学生のころ私は、音の方向や距離を精度よく知覚させるために、音が耳に届くまでの物理特性を人ごとに推定する方法を研究していました。この物理特性が、頭の大きさや耳の形などに依存すること、すなわち、人ごとに異なることが知られていたからです。この物理特性を測定したり推定したりして、耳に届く音をコンピュータにより作り出します。客観的には現実の音と作り出した音の波形が一致していればよく、主観的にはそれらの方向や距離が同一に知覚されればよいわけです。作り出した試験音を実験室で聴いて、上手くいく唯一の方法だと思っていました。

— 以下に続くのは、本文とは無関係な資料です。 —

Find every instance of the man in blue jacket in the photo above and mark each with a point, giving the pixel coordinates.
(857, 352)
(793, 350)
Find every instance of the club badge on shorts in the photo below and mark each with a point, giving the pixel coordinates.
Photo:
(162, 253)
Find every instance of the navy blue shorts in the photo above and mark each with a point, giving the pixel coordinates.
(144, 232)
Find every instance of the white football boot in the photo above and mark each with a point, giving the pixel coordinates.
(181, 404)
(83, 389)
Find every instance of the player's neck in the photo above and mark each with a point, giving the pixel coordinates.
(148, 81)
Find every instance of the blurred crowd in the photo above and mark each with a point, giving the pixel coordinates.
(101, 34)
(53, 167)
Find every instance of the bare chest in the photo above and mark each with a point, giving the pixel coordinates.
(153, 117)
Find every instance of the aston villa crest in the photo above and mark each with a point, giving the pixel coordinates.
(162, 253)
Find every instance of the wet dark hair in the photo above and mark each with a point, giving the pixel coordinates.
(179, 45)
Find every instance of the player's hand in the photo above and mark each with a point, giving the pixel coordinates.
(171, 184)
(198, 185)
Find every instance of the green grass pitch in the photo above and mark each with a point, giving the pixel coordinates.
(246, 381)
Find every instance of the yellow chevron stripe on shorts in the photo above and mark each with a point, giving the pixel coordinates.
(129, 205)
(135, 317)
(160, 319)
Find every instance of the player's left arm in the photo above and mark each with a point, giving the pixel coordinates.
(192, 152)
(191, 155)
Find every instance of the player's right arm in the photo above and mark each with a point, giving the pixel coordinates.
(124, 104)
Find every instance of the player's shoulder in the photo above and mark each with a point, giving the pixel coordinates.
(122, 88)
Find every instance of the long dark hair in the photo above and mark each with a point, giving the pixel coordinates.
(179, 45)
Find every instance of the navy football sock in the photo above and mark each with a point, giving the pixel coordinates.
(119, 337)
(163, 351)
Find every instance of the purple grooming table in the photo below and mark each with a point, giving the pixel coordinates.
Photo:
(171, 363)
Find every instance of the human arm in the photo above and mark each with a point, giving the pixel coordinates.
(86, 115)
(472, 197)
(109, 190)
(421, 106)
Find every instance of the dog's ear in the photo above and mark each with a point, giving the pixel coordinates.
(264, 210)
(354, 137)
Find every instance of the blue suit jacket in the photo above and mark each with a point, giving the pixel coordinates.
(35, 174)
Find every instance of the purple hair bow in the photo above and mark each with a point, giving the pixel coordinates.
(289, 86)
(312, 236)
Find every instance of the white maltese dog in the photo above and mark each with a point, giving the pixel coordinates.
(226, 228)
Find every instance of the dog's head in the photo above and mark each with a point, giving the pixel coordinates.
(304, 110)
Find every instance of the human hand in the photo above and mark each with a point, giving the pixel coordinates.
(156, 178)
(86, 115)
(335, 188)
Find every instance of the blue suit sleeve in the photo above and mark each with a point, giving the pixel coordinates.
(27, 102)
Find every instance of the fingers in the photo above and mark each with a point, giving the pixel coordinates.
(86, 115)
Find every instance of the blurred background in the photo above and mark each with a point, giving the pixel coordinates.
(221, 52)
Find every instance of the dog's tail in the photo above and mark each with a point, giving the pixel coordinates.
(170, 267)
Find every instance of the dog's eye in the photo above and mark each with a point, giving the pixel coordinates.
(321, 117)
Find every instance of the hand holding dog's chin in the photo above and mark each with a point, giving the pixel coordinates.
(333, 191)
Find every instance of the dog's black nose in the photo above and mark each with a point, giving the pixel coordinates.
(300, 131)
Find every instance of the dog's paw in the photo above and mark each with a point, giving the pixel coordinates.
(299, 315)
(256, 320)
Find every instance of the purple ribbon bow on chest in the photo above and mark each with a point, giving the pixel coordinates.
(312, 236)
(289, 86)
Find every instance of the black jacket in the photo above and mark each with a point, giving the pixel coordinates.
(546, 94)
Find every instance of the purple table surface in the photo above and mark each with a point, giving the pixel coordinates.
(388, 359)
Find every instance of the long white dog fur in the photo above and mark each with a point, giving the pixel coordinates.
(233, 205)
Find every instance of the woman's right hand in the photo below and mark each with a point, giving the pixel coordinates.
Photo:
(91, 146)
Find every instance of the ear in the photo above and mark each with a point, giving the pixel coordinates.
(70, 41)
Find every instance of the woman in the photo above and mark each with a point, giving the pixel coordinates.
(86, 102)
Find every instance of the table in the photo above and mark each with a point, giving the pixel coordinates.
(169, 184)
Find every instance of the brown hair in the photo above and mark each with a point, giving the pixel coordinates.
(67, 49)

就職した私は音を扱う研究部署に配属されましたが、この研究部署はわずか2年半後にユーザインタフェースを扱う研究部署に再編されました。CXやUXという用語を良く耳にするようになったころで、HCDを知るきっかけになりました。使う人の観点でものを作るためのこのしくみは、音のバーチャルリアリティの研究開発を進めるうえでも、気づきを与えてくれることになります。今思えば当たり前ですが、ある方向や距離から音が届いているかのように知覚したいのではなく、人それぞれに、例えば、好みの人や楽器にもっと近づきたかったり、見たり、聴いたり、感じたりしたいのです。上手くいくと思っていた方法は、その目的には必ずしも合っていないことも。我に返ったように一から見直し、新たな録音再生方法と操作インタフェースを一体設計し、お客さまに提供するに至りました。先の物理特性は使用していませんが、体験したお客さまは満足していただいたようです。
HCDはニーズとシーズの架け橋になり、新たな視座を与えてくれました。勉強はまだまだ道半ばですが、大いに学び、活用していきたいと考えています。お客さまが楽しんでいただけることが、何よりも研究者冥利に尽きますから。